Scaling up microbial community responses to climate change

Earth system models are essential for predicting the future effects of climate change on the biosphere. Recent efforts have begun to include microbial properties in these models, but it remains unclear how to represent complex microbial communities at the global scale. Trait-based models are promising tools for aggregating microbial traits and responses. These small-scale models can be used to extract the statistical properties of complex communities for use in parameterizing larger-scale models. This approach could account for the impact of microbial complexity without directly representing diverse microbial communities at the global scale. Here we use a trait-based and spatially-explicit model to extract microbial responses to changes in temperature and moisture. The model represents moisture through effects on diffusion rates and enzyme kinetic constants. Temperature effects on microbial processes are represented through Arrhenius-type kinetics. We asked how changes in temperature and moisture interact with microbial traits to determine rates of decomposition. Our approach allowed for tradeoffs between enzymatic traits, drought tolerance, and thermal tolerance.
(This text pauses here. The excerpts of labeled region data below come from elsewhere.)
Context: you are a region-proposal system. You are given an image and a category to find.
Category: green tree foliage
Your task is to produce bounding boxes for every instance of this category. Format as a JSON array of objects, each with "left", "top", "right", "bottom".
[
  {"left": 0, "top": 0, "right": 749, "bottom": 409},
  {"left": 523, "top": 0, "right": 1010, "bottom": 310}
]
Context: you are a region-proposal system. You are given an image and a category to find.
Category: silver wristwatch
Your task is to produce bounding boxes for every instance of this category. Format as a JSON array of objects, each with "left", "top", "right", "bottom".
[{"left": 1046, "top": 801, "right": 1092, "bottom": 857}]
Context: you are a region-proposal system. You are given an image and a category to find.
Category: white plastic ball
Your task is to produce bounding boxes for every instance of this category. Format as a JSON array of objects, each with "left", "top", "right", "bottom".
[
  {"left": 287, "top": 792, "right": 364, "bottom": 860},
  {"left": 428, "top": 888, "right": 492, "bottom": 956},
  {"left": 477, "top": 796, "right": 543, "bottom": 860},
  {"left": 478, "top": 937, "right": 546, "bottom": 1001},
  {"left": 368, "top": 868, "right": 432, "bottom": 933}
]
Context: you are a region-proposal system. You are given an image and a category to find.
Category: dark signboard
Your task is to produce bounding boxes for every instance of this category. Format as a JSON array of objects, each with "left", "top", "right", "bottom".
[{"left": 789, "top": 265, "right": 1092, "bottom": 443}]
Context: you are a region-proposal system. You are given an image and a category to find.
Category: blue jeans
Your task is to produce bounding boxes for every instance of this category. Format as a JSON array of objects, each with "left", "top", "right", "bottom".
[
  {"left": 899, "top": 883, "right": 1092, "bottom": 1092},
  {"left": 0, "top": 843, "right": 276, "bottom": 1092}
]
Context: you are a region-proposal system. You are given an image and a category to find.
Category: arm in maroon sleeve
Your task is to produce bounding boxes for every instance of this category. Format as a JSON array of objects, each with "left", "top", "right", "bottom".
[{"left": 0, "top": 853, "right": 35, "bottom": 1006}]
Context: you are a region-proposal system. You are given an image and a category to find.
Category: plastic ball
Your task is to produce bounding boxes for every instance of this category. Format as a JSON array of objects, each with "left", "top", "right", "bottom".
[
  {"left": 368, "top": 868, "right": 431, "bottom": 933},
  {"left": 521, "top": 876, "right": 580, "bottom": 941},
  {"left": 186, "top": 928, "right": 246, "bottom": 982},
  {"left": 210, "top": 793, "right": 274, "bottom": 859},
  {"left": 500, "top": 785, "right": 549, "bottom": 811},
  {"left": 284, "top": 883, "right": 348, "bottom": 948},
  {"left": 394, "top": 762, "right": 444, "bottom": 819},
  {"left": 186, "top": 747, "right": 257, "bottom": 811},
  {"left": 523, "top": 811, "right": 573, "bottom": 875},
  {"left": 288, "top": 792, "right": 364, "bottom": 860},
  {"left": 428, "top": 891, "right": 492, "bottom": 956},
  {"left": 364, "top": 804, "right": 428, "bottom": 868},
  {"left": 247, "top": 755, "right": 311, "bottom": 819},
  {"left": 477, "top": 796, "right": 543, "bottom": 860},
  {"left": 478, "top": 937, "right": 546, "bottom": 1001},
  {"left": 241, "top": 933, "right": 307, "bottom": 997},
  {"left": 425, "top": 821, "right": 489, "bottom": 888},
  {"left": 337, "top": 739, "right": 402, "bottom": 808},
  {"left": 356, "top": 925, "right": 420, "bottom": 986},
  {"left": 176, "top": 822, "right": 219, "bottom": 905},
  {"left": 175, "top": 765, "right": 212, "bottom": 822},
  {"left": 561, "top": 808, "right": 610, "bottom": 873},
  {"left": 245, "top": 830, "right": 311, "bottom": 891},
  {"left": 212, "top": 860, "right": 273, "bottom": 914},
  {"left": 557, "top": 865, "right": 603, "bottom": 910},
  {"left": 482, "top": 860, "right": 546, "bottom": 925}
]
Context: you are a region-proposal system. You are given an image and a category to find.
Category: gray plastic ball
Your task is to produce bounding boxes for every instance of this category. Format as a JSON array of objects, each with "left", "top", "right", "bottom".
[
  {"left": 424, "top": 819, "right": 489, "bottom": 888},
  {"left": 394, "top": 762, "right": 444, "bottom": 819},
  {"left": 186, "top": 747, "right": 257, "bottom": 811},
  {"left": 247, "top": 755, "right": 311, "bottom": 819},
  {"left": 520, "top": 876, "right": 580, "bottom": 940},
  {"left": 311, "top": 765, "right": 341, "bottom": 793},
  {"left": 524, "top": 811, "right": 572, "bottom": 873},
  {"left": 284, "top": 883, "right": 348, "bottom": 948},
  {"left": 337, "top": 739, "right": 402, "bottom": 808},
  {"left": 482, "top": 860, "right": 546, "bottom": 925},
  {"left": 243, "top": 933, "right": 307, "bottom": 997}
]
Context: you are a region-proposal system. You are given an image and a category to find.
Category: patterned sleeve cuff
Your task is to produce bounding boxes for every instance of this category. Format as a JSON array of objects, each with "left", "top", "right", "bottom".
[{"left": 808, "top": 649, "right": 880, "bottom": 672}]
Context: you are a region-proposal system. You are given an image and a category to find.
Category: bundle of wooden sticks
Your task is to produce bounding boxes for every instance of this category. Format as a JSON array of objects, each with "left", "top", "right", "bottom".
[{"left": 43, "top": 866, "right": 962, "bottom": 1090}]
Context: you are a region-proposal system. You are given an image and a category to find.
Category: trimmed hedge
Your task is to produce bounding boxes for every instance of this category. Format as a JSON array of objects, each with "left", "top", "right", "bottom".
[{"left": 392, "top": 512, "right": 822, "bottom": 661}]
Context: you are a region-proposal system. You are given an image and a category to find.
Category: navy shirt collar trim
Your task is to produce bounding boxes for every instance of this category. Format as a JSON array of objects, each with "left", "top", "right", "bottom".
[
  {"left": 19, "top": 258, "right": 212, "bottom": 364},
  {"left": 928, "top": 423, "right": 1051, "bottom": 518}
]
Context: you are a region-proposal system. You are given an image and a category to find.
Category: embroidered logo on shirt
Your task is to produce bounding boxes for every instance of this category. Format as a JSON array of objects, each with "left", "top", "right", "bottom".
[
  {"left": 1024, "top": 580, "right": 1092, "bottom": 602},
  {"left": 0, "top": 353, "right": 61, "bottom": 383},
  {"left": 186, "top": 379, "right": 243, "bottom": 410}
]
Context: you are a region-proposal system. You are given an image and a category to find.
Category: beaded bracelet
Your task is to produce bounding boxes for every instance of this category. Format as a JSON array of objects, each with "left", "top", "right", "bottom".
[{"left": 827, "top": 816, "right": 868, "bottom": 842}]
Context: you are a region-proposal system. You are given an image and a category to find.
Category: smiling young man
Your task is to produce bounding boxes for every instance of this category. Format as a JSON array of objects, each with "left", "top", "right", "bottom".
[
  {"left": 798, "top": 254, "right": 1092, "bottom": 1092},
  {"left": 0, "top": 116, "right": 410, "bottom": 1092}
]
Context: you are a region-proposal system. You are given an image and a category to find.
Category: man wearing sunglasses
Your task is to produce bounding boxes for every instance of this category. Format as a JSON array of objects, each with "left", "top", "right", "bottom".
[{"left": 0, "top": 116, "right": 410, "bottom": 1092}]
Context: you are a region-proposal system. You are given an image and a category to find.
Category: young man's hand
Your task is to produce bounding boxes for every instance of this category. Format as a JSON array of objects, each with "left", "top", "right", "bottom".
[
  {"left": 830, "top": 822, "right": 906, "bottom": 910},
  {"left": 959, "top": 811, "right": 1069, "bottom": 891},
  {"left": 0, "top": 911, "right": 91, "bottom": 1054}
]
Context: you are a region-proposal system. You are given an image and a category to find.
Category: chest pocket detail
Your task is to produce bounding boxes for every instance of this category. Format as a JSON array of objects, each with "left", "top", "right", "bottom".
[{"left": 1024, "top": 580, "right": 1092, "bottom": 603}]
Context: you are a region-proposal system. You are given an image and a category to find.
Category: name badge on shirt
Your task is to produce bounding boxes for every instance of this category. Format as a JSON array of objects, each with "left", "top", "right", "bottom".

Moisture reduction impacted the distribution of enzymatic traits in the simulated microbial community and reduced predicted decomposition rates. Temperature increase also shifted the distribution of enzymatic traits due to tradeoffs with substrate use efficiency. Together, these shifts dampened the temperature sensitivity of overall decomposition. Overall, our results suggest that small-scale models of microbial traits and interactions are promising tools for parameterizing temperature and moisture sensitivities in ecosystem and global models.